The type of stripper you buy can make the job easier as well. If you have a piece that you can lay flat a liquid stripper will work just fine. I prefer to use a gel stripper on my pieces. Gel tends to grab ahold of the piece and doesn’t run. I also feel like I don’t have to reapply as much as I do with a liquid. Remember when applying to apply a generous coat and don’t go back over it. Once it has touched the wood it has already started the stripping process. So if you manipulate it you will slow down and possibly stop the process.
Typically you will have to strip a piece at least twice before you have all of the paint off. Possibly more depending on how many coats of paint the piece had on it and what type of finish it had as well. Varnish can be tough to get through.
When it is time, scrap as much of the paint as you can taking care not to gouge the wood. When you get to the point where there is just a thin film of paint left soak steel wool in the striper to remove the rest. You can also at this point use paint thinner using care to make sure you have proper ventilation. If the paint is embedded in the wood you can at this point use a soft bristle wire brush. This will help get the rest of the paint from your piece.
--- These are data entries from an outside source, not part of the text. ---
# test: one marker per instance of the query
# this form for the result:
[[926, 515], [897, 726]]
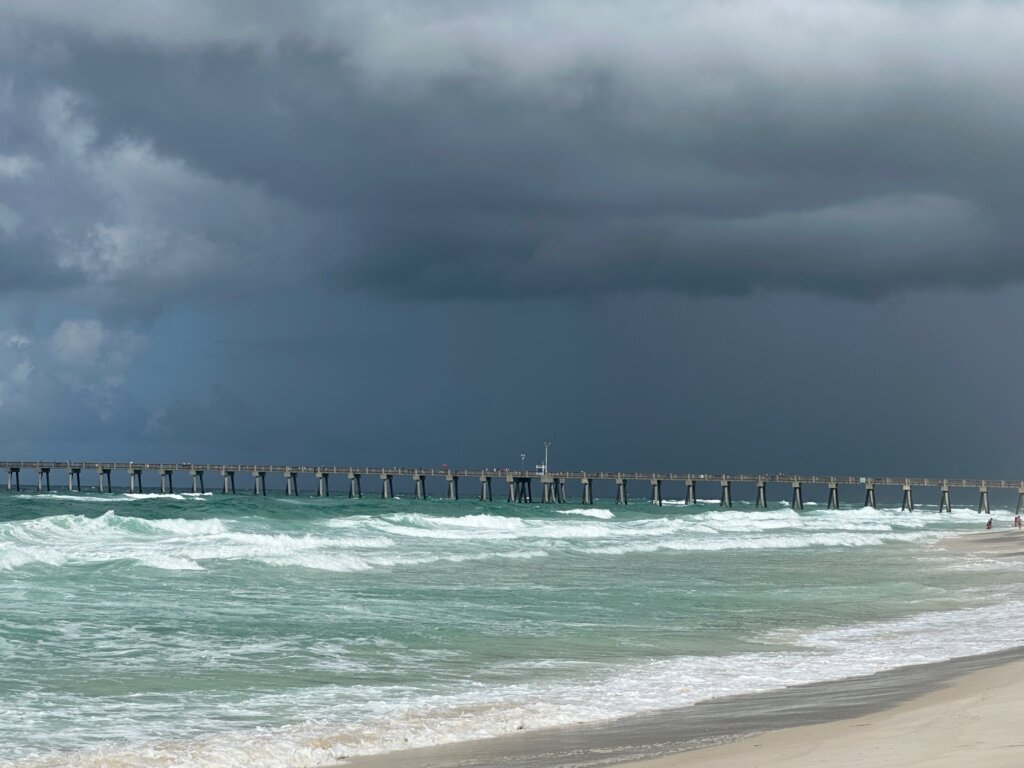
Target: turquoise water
[[230, 630]]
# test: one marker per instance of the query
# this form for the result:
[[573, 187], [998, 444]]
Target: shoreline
[[725, 728], [910, 716]]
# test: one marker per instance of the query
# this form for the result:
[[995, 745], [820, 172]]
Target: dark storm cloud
[[449, 150]]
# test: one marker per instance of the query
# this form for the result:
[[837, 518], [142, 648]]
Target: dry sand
[[967, 712], [978, 720]]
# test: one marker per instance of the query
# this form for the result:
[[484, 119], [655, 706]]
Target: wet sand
[[964, 712]]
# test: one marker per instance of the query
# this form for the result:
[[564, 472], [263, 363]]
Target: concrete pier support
[[548, 492], [944, 505], [761, 501], [622, 492], [833, 495], [798, 496], [520, 489], [869, 495], [259, 482], [291, 482], [907, 498], [655, 492]]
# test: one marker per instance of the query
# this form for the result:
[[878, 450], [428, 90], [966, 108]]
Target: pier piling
[[798, 496], [907, 505], [291, 482], [259, 482], [387, 485], [655, 491], [833, 495], [622, 493], [944, 505]]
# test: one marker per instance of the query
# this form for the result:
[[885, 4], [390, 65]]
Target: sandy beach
[[967, 711], [975, 720]]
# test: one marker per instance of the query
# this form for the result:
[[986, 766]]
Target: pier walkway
[[519, 483]]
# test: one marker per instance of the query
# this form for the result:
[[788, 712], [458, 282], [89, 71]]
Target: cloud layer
[[450, 150]]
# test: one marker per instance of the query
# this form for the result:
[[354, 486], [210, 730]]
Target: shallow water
[[230, 630]]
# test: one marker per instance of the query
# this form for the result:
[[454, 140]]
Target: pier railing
[[519, 480]]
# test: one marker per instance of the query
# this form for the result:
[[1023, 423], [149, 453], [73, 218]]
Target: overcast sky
[[771, 236]]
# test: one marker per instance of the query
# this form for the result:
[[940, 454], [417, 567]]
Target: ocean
[[210, 630]]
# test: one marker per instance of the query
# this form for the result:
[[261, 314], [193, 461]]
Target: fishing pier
[[553, 485]]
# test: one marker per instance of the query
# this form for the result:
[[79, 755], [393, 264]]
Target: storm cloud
[[446, 231], [451, 150]]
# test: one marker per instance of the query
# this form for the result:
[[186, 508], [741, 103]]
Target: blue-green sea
[[211, 630]]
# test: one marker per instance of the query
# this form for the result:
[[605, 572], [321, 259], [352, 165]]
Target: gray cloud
[[453, 150]]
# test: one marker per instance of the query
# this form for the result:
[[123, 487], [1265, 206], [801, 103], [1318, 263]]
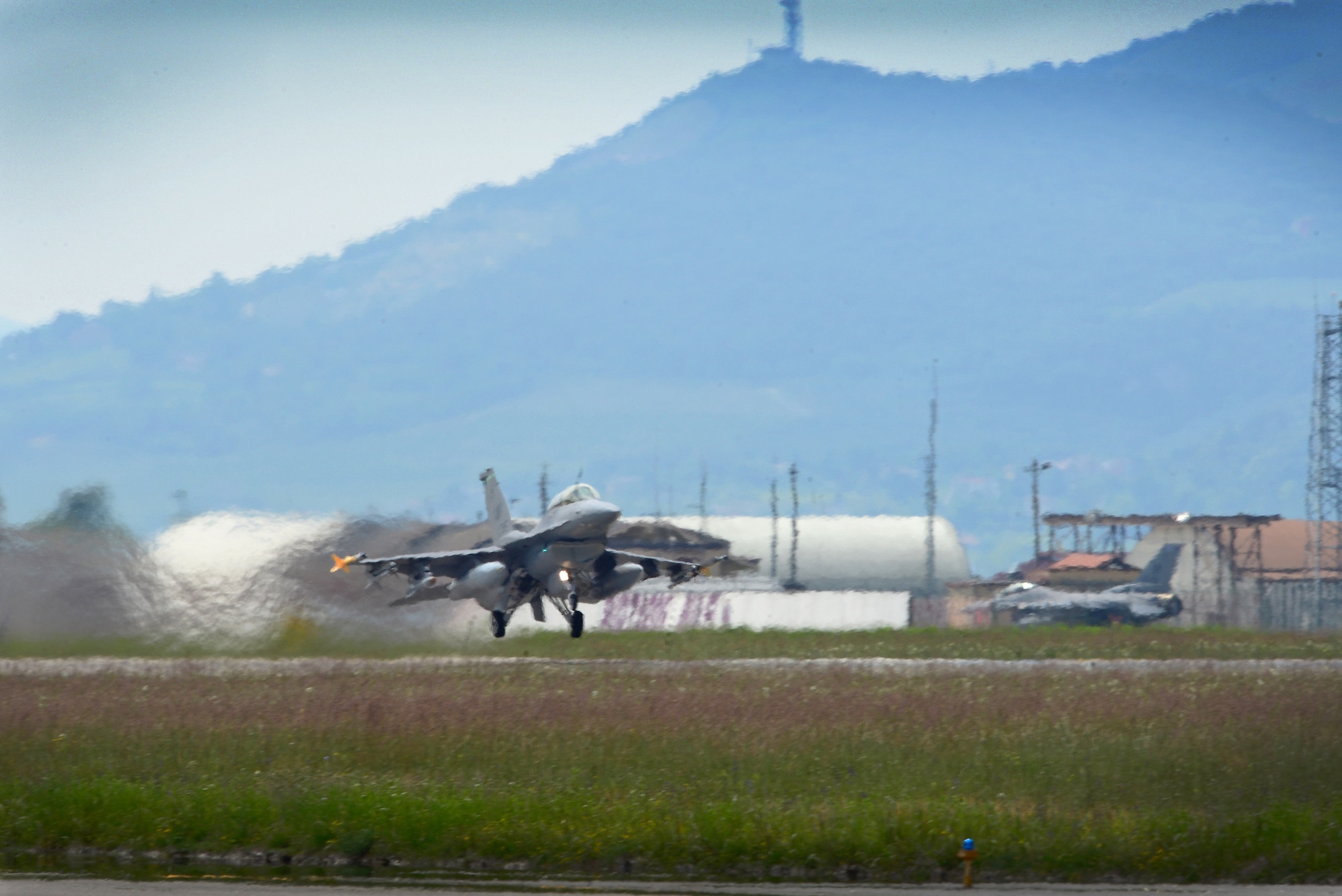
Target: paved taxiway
[[33, 886], [257, 667]]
Some strippers require that you remove residue with lacquer thinner or mineral spirits. Others use water. Check the manufacturer’s directions and follow them. After removing the residue let your piece dry for at least 24 hours.
Now that your piece is free of its old finish now it is time for the next step.
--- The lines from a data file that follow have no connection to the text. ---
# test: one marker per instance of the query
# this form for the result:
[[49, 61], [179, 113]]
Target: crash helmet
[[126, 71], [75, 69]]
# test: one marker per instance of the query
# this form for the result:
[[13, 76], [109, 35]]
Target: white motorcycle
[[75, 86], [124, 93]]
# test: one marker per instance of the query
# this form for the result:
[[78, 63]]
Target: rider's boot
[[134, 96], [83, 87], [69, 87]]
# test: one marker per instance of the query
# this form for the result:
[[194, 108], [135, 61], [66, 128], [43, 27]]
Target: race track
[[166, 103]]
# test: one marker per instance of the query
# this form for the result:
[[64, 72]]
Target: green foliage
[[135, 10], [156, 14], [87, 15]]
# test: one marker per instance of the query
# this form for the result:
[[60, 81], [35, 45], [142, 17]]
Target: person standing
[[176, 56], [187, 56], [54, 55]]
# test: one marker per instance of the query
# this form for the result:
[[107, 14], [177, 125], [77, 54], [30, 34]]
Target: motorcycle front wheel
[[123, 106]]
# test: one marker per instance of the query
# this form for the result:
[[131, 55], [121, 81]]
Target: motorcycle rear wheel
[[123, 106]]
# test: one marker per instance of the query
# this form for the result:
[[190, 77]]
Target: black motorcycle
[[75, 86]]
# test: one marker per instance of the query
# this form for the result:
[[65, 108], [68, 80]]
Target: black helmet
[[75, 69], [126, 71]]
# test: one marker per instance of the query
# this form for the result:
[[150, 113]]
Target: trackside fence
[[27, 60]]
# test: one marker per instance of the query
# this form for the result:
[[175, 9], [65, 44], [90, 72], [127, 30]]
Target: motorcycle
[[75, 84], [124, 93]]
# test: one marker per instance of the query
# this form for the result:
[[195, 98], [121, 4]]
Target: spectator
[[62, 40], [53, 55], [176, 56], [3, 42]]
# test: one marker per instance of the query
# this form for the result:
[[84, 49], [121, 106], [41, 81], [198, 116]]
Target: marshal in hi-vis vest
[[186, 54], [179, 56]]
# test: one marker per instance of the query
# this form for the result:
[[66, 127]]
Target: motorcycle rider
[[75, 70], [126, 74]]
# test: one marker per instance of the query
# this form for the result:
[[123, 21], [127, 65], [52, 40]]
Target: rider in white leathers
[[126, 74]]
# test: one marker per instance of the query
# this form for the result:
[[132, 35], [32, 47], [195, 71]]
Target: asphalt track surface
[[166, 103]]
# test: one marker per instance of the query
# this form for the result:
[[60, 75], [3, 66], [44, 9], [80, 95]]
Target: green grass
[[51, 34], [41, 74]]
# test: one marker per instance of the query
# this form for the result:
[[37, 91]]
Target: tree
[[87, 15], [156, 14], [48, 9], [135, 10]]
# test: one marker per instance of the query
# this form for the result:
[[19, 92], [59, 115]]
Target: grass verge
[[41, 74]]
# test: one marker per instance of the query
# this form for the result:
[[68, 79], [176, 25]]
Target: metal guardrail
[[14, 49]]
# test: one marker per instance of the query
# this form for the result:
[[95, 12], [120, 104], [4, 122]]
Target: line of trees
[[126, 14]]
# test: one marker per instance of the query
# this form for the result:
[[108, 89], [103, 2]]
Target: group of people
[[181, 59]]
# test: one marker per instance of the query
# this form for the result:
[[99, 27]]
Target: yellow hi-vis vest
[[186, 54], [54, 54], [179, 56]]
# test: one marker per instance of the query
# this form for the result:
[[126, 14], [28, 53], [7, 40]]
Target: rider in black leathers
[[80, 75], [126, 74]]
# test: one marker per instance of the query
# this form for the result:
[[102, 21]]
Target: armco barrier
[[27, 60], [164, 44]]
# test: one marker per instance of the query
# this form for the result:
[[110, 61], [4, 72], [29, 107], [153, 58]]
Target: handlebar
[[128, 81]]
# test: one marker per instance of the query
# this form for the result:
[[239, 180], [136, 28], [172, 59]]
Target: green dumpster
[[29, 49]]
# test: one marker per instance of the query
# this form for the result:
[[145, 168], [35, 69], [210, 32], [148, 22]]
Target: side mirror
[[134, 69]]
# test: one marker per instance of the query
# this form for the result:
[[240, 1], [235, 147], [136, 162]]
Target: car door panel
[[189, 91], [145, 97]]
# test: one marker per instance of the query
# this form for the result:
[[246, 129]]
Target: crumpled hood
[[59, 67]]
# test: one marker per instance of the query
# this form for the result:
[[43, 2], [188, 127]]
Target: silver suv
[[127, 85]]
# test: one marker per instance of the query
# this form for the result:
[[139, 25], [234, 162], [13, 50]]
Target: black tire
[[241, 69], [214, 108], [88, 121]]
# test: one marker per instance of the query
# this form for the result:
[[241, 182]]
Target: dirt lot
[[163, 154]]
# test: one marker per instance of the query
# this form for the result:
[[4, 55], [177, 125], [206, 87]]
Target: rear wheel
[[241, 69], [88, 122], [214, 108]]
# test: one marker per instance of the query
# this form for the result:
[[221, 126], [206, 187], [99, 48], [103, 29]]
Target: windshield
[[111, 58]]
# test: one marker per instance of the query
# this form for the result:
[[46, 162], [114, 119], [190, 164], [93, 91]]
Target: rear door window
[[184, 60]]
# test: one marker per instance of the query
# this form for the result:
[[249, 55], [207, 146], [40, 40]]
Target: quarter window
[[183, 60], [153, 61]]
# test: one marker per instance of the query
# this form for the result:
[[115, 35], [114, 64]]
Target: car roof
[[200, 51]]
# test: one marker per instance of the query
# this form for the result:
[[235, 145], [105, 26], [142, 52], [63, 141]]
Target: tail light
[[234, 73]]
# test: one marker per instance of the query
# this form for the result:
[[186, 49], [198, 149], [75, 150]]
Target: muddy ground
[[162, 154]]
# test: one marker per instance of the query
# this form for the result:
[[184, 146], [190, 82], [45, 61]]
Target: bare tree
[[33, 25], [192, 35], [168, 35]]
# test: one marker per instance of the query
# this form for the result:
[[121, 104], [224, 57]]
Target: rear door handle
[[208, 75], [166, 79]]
Using sand paper to prepare for a new finish
What is sand paper? Sand paper is made up of tiny particles on paper. The particles on sandpaper are made up from a number of sharp edges that cut the wood. The grit is a reference to the number of abrasive particles per inch of sandpaper. The lower the grit the rougher the sandpaper and conversely, the higher the grit number the smoother the sandpaper. The grit you use depends on what you are trying to do.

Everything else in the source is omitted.